There are so many good graphic memoirs about illness: when it comes to ill-defined symptoms, and to the way that time contracts and expands in the sickroom, comics seem to reach places that words cannot. But Élodie Durand’s Parenthesis, which has already won several awards in her native France, really is extraordinary: a book I began to think of as a classic even before I’d finished it. If its author is expert in the matter of pain – able to convey the qualities of a headache in a single, scrawled black line – she’s even better on the ticking of the clock. As its title suggests, Durand wants to know what it means for the future when the present is paused – and thanks to this, its publication in English could hardly have come at a better, more resonant moment.

Durand drew Parenthesis a decade after the events it describes. When it begins, she’s in her early 20s, a fine-art graduate who’s working on a big mural in the basement of a hospital just outside Paris. For a long time, she has suffered from what her family describes as “spells”: periods when, pale and shaking, she can only stare into nothingness, and which she can never remember herself afterwards. But now they start to get worse. A neurologist diagnoses her with epilepsy, and the drugs he prescribes work for a little while. Pretty soon, though, she begins a terrible descent. She sleeps more and more. She is able to function less and less. Her memory disappears, and with it, everything she has ever learned – including, at one point, her own name. What’s happening? A brain scan reveals an inoperable tumour. Her only hope is an experimental “gamma knife”.

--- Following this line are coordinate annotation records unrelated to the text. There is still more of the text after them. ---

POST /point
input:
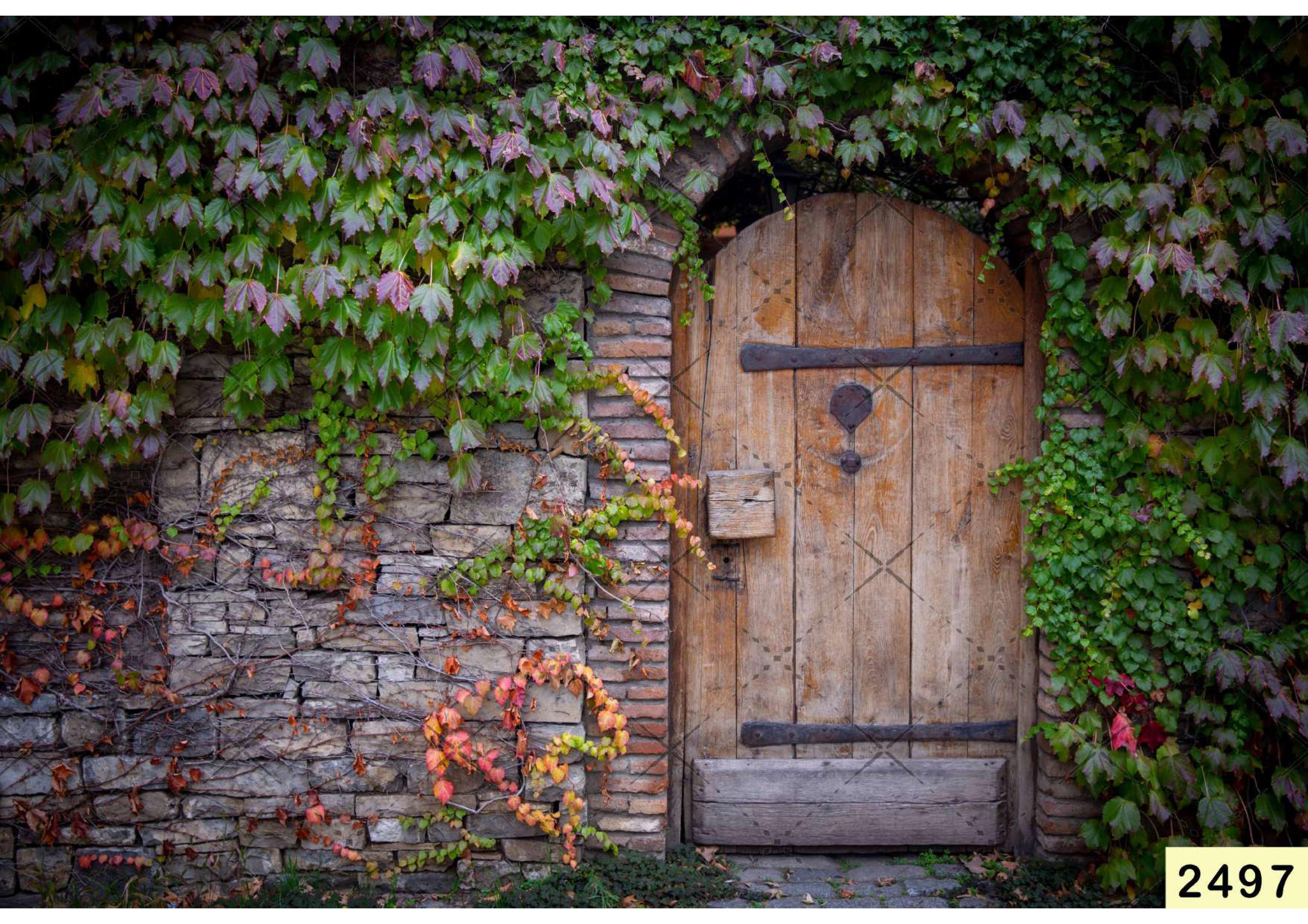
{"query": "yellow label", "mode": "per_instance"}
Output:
(1238, 877)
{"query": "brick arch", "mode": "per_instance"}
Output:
(635, 330)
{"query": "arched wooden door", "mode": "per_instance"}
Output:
(851, 679)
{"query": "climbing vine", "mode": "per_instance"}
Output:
(364, 194)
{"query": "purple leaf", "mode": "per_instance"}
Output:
(395, 288)
(776, 80)
(1287, 327)
(319, 57)
(552, 50)
(265, 102)
(279, 309)
(431, 69)
(466, 61)
(241, 71)
(1293, 462)
(432, 300)
(1286, 136)
(1008, 114)
(242, 295)
(555, 195)
(508, 147)
(322, 283)
(201, 83)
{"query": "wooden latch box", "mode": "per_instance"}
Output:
(742, 504)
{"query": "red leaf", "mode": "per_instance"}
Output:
(1123, 735)
(1153, 735)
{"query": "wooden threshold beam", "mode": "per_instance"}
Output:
(760, 734)
(771, 357)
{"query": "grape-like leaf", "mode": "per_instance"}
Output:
(201, 83)
(1226, 667)
(1121, 816)
(241, 71)
(1293, 462)
(280, 309)
(265, 104)
(466, 61)
(429, 67)
(324, 281)
(395, 288)
(242, 295)
(432, 300)
(42, 366)
(1286, 136)
(29, 420)
(318, 56)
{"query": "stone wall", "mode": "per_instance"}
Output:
(286, 693)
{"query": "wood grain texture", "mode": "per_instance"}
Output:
(781, 732)
(883, 488)
(831, 313)
(766, 438)
(687, 387)
(890, 597)
(997, 432)
(742, 504)
(943, 476)
(850, 825)
(912, 782)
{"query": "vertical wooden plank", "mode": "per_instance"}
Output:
(766, 438)
(883, 488)
(943, 474)
(687, 583)
(997, 407)
(1022, 829)
(828, 310)
(711, 721)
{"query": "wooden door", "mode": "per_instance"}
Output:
(878, 629)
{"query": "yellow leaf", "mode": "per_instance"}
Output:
(82, 376)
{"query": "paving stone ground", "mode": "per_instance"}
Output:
(850, 881)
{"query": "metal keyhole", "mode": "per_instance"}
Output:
(851, 404)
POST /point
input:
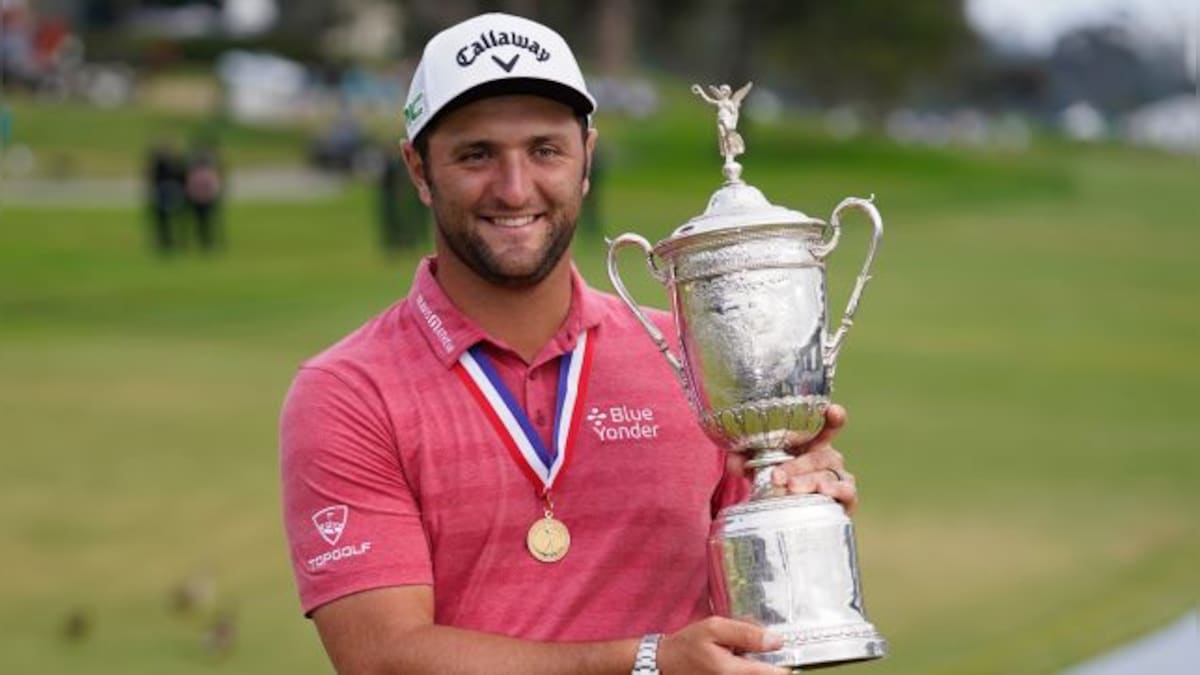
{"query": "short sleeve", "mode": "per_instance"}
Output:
(351, 519)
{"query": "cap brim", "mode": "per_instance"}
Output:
(546, 88)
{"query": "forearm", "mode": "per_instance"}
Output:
(442, 650)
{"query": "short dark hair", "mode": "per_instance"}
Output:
(421, 143)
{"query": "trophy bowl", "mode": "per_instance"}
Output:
(747, 284)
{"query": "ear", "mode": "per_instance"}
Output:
(417, 172)
(589, 148)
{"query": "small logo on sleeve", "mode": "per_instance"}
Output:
(330, 523)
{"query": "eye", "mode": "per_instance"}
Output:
(546, 151)
(473, 155)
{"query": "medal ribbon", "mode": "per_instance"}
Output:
(541, 465)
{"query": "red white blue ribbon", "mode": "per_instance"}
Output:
(541, 465)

Parenthesis deploys a regular comic strip to detail Durand’s burgeoning disabilities, her infuriating encounters with doctors, and her trip to the hospital in Marseille where she will undergo treatment, and she can be very witty, relentless as these things all are. But she’s at her best when she breaks out of this format, punctuating her narrative with harrowing drawings from her sketchbook – her contorted bodies bring to mind Munch and Schiele – and visual skits on particular body parts. In one, two doctors, deep in discussion about possible cures, are climbing a tussocky hill – a mound that, on closer inspection, is revealed to be a huge brain. In another, Durand fantasises about having a head she can lift off her neck with her own hands, leaving it to roll on the ground as she walks away from it.

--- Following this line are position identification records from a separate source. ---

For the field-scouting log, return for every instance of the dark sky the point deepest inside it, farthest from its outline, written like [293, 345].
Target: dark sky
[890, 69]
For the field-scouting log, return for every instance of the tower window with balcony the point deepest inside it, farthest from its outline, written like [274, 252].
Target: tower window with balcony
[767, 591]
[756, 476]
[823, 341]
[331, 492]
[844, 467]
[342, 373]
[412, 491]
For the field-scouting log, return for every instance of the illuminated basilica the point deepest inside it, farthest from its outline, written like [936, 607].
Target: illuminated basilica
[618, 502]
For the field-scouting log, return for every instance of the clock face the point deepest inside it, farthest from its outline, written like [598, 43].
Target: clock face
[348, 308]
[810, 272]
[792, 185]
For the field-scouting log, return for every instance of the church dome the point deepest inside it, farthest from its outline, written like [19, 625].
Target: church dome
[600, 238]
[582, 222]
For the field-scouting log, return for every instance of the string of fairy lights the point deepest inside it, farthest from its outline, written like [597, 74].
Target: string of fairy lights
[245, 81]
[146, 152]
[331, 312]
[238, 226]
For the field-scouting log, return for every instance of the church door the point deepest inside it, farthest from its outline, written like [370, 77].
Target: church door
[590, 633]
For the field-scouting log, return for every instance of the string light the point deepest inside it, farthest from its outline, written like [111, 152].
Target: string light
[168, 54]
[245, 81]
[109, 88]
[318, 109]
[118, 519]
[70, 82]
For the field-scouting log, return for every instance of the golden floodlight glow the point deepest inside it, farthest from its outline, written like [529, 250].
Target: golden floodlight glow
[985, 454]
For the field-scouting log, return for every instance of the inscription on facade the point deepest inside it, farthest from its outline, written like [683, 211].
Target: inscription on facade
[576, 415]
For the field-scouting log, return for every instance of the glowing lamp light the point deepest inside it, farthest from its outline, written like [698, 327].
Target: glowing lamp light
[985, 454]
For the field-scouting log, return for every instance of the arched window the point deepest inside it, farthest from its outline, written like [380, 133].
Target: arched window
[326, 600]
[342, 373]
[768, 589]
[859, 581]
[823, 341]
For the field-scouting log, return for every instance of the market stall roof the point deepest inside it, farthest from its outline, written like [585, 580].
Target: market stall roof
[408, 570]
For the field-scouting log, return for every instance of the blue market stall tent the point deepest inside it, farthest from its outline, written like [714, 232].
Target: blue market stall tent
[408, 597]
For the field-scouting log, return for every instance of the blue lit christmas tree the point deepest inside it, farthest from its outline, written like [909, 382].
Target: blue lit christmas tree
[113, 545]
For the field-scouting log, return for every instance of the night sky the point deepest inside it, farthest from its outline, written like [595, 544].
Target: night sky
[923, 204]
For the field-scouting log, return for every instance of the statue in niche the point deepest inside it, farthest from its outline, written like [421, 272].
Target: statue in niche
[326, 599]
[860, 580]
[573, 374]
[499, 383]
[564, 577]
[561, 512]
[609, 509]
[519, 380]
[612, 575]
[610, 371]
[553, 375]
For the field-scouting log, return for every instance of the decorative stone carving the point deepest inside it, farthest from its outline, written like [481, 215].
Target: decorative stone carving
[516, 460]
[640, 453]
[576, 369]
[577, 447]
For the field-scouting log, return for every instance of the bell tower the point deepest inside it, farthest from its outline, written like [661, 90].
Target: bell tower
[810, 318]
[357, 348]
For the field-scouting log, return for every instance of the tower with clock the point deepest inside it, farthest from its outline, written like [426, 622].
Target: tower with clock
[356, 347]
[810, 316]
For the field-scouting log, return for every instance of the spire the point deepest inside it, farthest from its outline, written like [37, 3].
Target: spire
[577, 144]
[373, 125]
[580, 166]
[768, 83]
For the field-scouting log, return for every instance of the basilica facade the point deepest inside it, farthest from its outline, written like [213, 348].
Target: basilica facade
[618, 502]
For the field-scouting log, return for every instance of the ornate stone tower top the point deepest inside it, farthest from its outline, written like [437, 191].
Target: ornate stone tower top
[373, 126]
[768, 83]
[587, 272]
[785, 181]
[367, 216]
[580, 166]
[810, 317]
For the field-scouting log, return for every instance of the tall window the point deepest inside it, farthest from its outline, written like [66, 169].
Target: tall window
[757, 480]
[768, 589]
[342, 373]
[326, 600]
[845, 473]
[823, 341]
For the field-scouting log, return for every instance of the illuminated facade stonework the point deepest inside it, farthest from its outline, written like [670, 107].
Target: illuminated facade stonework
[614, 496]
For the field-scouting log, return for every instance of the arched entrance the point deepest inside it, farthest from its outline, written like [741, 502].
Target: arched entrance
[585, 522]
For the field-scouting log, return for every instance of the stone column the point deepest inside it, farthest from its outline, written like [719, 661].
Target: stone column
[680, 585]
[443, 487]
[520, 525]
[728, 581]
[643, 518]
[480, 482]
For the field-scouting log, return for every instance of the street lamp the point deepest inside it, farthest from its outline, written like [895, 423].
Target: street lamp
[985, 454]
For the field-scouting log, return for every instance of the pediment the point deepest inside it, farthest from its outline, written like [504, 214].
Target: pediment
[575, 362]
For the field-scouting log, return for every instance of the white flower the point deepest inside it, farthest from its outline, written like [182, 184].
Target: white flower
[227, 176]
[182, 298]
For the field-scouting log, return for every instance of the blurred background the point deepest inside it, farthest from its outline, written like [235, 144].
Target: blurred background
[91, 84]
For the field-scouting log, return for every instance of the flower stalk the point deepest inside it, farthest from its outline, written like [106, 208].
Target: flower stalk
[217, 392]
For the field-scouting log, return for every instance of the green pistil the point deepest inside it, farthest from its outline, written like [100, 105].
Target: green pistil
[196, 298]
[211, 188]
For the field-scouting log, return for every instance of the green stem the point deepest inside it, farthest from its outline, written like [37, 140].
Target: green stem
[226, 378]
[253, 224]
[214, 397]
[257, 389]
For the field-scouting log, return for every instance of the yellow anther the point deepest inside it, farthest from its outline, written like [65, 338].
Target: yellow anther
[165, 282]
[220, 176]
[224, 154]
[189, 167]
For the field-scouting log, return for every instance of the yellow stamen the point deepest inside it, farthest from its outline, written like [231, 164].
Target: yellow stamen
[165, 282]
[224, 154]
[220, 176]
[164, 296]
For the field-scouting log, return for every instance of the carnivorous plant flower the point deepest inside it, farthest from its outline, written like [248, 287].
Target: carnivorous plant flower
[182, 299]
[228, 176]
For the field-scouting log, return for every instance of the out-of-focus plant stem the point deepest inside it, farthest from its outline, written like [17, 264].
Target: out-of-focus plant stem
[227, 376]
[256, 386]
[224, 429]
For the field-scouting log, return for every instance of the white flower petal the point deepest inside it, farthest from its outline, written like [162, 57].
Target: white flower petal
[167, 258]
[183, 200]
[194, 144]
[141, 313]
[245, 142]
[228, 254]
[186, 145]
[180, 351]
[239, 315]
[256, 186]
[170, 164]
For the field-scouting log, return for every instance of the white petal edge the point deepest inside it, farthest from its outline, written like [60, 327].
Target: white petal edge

If this all sounds a bit grim, well, it can be, at moments. But this is also a book about the sweetness of life, and what it means to return to it after a long absence. These days, her doctors no longer have to watch her carefully “like milk on the boil”. On the page, she draws a pair of brackets, each one as tall as she is, and herself stepping out from inside them. It’s as if she is emerging from a dressing room in a beautiful new dress – one that fits so well, it might have been made for her especially.